Thanks to Bookslut for covering the poignant electoral campaign of novelist Caleb Carr, who failed to gain a seat as a County Legislator in Rennselear, New York. Carr came in last among four candidates, and I think this is sad news.
Who the hell wouldn’t vote for Caleb Carr? Who are these stiffs who beat him, and what the hell have they written lately? Caleb Carr is not just some thumbsucking postmodernist; he’s a vivid social critic whose books paint vast sympathetic canvases of diverse humanity. His Alienist invoked Jacob Riis, Teddy Roosevelt and Sigmund Freud, a potent mix of sociological influences and a sure indication that this is a guy upon whose mind the welfare of the human race weighs heavy. I think he would have made a great county legislator, and I salute him for giving it a shot.
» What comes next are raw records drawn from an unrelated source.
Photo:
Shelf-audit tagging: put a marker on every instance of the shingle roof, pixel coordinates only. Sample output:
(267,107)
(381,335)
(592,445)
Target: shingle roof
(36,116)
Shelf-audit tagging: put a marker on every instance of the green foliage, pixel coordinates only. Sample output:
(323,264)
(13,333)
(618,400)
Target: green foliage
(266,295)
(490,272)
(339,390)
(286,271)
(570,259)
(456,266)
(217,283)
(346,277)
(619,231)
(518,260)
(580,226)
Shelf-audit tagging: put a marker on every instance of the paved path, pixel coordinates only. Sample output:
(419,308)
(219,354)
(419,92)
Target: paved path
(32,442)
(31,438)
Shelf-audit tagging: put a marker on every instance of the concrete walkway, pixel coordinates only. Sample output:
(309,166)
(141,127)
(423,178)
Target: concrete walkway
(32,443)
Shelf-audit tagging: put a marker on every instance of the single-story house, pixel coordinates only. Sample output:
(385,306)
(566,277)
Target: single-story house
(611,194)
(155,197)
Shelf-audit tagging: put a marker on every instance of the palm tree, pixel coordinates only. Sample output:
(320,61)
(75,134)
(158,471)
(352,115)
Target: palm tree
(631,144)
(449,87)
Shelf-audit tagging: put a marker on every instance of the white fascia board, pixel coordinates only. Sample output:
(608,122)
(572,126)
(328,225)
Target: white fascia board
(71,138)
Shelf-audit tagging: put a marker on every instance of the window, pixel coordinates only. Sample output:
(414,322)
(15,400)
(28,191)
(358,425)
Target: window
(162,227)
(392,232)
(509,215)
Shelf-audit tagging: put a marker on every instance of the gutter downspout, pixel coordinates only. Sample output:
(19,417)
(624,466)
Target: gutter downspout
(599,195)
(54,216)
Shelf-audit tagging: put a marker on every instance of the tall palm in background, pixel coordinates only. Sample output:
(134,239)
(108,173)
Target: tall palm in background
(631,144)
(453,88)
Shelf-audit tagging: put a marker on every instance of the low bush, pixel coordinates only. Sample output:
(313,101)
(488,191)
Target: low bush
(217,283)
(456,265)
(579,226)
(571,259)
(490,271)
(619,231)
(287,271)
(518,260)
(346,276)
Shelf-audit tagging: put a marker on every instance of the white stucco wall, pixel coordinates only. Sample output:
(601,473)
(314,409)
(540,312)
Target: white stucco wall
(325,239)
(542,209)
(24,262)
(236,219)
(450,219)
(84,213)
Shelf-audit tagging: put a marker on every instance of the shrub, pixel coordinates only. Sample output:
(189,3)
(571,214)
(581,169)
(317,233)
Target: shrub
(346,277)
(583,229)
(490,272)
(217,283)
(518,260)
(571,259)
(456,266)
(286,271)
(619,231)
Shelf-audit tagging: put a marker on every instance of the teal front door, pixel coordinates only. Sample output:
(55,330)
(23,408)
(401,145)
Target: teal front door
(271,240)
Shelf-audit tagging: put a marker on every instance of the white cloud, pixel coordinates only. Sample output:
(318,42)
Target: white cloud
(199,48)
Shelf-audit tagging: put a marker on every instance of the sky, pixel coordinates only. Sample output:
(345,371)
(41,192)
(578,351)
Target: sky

A look back at the legacy of American writers who’ve run for office is not encouraging. Norman Mailer ran for Mayor of New York City in 1969, nine years after famously stabbing his wife at a drunken Manhattan party. He lost. Gore Vidal has run for Congress in New York and the Senate in California. He lost. Upton Sinclair ran for Governor of California in 1934. He lost.
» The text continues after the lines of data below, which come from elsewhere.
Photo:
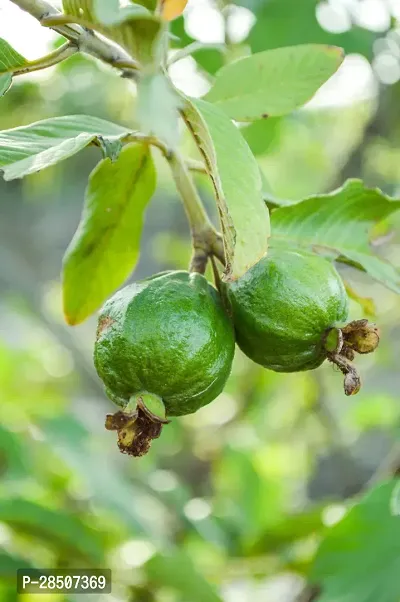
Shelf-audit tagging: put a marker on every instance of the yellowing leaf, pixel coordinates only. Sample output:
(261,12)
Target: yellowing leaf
(171,9)
(105,247)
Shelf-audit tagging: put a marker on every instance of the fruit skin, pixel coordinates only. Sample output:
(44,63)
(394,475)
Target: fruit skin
(168,335)
(282,307)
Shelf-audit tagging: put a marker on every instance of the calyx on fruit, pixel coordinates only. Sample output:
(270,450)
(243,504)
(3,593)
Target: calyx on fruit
(164,348)
(289,312)
(343,343)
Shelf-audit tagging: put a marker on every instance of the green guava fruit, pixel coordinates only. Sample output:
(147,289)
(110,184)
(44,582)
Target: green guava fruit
(284,307)
(164,348)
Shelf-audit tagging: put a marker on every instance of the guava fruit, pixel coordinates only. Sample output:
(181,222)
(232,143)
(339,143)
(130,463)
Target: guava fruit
(288,311)
(164,348)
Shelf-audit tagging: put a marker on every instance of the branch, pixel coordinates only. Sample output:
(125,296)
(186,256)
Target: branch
(85,40)
(57,56)
(206,240)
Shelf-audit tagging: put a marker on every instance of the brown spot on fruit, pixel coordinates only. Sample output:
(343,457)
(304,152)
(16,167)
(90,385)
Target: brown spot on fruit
(104,323)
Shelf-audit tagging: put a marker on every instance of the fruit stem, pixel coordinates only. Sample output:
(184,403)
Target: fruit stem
(138,423)
(205,239)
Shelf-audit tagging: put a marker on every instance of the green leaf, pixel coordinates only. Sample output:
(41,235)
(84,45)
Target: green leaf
(395,501)
(30,148)
(105,247)
(274,82)
(237,184)
(137,31)
(278,24)
(10,59)
(53,526)
(263,136)
(210,58)
(340,224)
(5,83)
(157,108)
(9,564)
(359,559)
(175,569)
(109,12)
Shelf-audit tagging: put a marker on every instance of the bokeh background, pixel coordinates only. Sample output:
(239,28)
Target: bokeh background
(231,503)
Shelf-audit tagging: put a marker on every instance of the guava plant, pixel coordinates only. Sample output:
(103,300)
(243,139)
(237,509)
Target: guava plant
(165,345)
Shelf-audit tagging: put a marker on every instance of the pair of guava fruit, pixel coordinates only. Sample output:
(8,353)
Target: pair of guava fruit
(165,345)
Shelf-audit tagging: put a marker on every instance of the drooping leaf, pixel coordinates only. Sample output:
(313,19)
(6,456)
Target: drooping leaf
(5,83)
(174,569)
(30,148)
(157,108)
(137,32)
(105,247)
(171,9)
(274,82)
(53,526)
(359,559)
(340,223)
(237,183)
(10,59)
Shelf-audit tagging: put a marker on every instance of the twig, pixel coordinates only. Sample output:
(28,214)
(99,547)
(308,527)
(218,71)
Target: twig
(58,55)
(205,239)
(86,41)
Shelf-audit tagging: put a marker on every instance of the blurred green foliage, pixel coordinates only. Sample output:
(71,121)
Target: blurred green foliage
(232,502)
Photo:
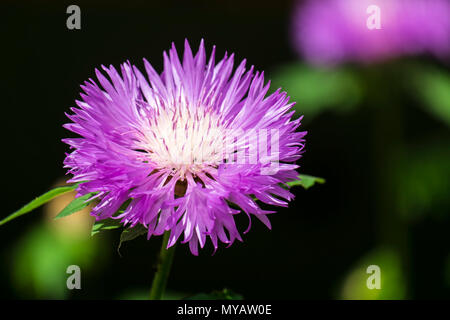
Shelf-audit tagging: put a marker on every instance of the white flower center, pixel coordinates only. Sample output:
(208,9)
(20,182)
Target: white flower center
(183,140)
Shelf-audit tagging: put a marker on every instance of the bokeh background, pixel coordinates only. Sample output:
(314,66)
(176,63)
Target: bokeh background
(378,132)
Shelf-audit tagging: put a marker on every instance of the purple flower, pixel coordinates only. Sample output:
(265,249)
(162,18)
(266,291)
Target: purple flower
(333,31)
(170,145)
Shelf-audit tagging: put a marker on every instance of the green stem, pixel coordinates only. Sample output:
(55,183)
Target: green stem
(162,269)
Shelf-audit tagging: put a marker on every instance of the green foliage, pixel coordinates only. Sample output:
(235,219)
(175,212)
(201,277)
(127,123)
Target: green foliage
(225,294)
(318,89)
(432,86)
(39,201)
(306,181)
(76,205)
(40,258)
(132,233)
(423,188)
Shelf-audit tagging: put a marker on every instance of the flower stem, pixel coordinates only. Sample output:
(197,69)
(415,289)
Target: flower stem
(163,269)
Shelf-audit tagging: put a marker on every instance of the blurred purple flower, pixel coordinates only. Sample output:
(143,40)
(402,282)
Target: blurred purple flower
(142,140)
(333,31)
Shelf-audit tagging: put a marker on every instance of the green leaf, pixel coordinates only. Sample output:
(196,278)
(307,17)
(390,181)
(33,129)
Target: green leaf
(433,87)
(110,224)
(107,224)
(306,181)
(317,89)
(132,233)
(39,201)
(76,205)
(225,294)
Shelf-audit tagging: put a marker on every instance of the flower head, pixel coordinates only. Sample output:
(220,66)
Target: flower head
(334,31)
(179,147)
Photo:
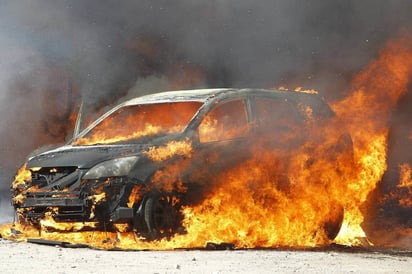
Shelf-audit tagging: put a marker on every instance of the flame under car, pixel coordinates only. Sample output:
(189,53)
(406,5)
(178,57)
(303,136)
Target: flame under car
(147,158)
Around the world, the situation is different. Playwright Vaclav Havel was a successful President of Czechoslovokia during the turbulent years surrounding the fall of the Soviet Union, and was even re-elected. Novelist Maria Vargas Llosa failed to become President of Peru in 1990, but he was a serious candidate and gave the opposition a difficult race. Looking back in history, philosopher Marcus Aurelius was not only one of the best writers of his time, he was the friggin’ Emperor of Rome.
Why are American writers so unelectable? Well, it’s a fact that irony doesn’t play well on the political stage, and neither does eccentricity. There’s also the fact that the few writers who’ve tried to run for office in America add up to a pretty odd bunch of candidates. What writer would you vote or campaign for, if you could?